核心概念
The authors present novel quantum circuit implementations for ReLU and Leaky ReLU activation functions, achieving constant T-depths of 4 and 8 respectively. They also utilize quantum lookup tables to implement other activation functions like Sigmoid, SoftMax, Tanh, Swish, ELU, and GELU, enabling customization of precision and T-depth.
要約
The paper focuses on developing efficient quantum circuits for implementing various machine learning activation functions, with a focus on minimizing the T-depth to enhance the practicality and application of quantum machine learning.
Key highlights:
- Proposed quantum circuits for ReLU and Leaky ReLU with constant T-depths of 4 and 8 respectively, without using ancillary qubits.

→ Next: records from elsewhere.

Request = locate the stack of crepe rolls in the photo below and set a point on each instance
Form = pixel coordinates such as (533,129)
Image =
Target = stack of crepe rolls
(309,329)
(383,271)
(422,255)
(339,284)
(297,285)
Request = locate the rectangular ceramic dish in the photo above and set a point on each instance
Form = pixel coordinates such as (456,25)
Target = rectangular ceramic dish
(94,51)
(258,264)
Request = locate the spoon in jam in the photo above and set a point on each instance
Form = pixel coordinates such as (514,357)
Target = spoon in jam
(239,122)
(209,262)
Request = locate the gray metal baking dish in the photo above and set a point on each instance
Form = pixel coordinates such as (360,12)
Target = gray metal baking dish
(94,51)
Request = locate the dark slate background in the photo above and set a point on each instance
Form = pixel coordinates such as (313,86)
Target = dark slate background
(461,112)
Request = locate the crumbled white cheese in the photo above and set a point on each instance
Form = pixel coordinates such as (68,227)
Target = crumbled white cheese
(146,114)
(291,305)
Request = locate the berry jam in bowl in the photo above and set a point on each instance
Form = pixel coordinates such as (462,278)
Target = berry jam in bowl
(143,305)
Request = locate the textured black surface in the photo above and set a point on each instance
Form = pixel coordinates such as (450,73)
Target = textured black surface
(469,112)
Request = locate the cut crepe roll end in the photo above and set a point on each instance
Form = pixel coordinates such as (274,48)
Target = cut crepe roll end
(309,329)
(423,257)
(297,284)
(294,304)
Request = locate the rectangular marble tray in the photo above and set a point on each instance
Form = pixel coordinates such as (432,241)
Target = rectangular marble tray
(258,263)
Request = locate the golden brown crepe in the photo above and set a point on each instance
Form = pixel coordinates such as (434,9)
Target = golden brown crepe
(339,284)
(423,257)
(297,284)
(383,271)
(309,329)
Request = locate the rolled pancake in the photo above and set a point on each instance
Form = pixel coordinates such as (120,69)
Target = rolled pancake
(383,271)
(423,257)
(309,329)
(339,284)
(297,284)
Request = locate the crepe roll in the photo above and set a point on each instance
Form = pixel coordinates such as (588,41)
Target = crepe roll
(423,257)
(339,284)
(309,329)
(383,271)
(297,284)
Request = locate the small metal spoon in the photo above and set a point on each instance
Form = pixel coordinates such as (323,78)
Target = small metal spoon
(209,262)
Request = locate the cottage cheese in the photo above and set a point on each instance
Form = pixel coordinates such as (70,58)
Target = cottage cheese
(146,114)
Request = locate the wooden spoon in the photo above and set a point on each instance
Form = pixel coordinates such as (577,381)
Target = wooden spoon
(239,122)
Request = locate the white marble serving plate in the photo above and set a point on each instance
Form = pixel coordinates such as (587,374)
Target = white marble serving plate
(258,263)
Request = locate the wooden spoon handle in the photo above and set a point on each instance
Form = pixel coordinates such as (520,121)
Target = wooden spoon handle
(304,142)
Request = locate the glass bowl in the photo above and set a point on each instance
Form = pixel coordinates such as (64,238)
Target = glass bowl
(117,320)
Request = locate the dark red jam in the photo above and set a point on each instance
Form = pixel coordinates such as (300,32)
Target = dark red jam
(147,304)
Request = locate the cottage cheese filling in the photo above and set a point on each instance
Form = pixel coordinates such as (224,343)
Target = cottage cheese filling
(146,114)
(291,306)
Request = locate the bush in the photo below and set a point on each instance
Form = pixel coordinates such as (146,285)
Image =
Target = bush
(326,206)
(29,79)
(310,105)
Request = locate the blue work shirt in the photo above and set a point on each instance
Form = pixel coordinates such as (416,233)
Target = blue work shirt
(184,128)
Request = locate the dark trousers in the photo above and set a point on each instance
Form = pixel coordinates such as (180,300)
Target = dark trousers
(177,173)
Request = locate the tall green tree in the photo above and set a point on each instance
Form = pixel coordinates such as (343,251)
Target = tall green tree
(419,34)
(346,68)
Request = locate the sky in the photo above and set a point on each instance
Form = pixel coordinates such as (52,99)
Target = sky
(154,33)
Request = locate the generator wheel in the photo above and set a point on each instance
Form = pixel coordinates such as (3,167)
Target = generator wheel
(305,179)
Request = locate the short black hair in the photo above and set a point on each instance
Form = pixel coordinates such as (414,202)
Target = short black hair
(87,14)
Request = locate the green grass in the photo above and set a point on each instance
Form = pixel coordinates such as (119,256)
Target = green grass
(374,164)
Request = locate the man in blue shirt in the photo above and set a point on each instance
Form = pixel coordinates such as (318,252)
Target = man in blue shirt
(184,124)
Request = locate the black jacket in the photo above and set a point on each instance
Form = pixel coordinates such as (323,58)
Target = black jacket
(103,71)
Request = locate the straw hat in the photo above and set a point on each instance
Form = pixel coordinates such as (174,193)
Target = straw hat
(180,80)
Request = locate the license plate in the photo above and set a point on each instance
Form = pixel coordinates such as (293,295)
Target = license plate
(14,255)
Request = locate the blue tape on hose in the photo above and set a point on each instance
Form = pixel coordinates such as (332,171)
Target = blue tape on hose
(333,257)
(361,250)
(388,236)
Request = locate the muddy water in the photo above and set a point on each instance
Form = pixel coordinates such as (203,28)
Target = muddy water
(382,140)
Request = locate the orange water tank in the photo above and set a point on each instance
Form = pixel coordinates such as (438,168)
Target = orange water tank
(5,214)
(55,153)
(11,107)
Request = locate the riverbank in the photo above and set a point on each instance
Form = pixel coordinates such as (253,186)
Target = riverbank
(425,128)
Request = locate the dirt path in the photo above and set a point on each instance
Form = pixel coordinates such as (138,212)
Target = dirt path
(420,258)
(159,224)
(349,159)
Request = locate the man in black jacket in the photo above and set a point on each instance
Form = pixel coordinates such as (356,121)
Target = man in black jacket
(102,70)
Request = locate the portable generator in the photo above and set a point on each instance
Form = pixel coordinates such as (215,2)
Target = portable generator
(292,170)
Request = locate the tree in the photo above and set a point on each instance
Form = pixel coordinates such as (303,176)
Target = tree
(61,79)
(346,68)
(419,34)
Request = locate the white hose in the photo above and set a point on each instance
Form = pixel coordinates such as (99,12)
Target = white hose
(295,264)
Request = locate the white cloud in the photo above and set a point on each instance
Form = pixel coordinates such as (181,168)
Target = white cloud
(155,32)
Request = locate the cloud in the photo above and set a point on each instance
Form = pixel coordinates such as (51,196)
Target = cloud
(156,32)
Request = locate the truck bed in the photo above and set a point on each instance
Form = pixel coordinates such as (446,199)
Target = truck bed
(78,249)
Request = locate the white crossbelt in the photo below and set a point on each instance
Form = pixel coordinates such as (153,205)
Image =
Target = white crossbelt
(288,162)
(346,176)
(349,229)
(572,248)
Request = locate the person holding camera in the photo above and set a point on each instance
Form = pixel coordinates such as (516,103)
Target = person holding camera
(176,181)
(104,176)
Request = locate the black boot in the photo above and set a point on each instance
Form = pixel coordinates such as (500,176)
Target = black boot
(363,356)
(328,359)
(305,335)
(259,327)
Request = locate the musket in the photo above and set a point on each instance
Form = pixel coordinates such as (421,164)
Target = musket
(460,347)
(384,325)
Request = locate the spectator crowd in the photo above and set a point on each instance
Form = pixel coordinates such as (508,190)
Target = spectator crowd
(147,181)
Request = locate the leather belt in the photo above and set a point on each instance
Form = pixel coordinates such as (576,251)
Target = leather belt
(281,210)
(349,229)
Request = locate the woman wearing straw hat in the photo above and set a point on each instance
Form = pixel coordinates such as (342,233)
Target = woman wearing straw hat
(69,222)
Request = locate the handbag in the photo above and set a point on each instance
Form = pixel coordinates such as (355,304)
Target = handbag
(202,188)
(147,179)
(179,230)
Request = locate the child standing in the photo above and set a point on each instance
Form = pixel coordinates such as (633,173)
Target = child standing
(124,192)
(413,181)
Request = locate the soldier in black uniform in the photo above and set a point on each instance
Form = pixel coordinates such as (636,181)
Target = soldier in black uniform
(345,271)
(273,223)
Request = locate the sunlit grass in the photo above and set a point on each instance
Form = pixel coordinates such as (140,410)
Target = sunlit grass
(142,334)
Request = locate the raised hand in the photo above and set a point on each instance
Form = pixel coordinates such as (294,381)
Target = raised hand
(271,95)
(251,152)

- Demonstrated that the circuit depth and size for the ReLU implementation are O(log n) and O(n) respectively, and provided lower bounds.
- Extended the ReLU circuit to work on a 2D grid architecture, maintaining the constant T-depth while achieving O(√n) depth and O(n) size.
- Utilized quantum lookup tables (QLUT) to implement other activation functions like Sigmoid, SoftMax, Tanh, Swish, ELU, and GELU, enabling trade-offs between number of qubits, implementation accuracy, and T-depth.
- Provided detailed analysis and open-sourced the Qiskit implementation of the quantum circuits.
統計
The paper does not contain any explicit numerical data or metrics. The key results are the T-depth and circuit complexity analysis for the proposed quantum circuits.
引用
"We specifically focus on minimizing the T-depth of the circuits, considering the high cost associated with fault-tolerant implementations of the T gate and the limitation imposed by the coherence time of the quantum device."
"We have specifically designed quantum circuits to implement them, significantly reducing the T-depth."
"QLUT allows us to reduce the T-depth of the circuit by increasing the ancilla count."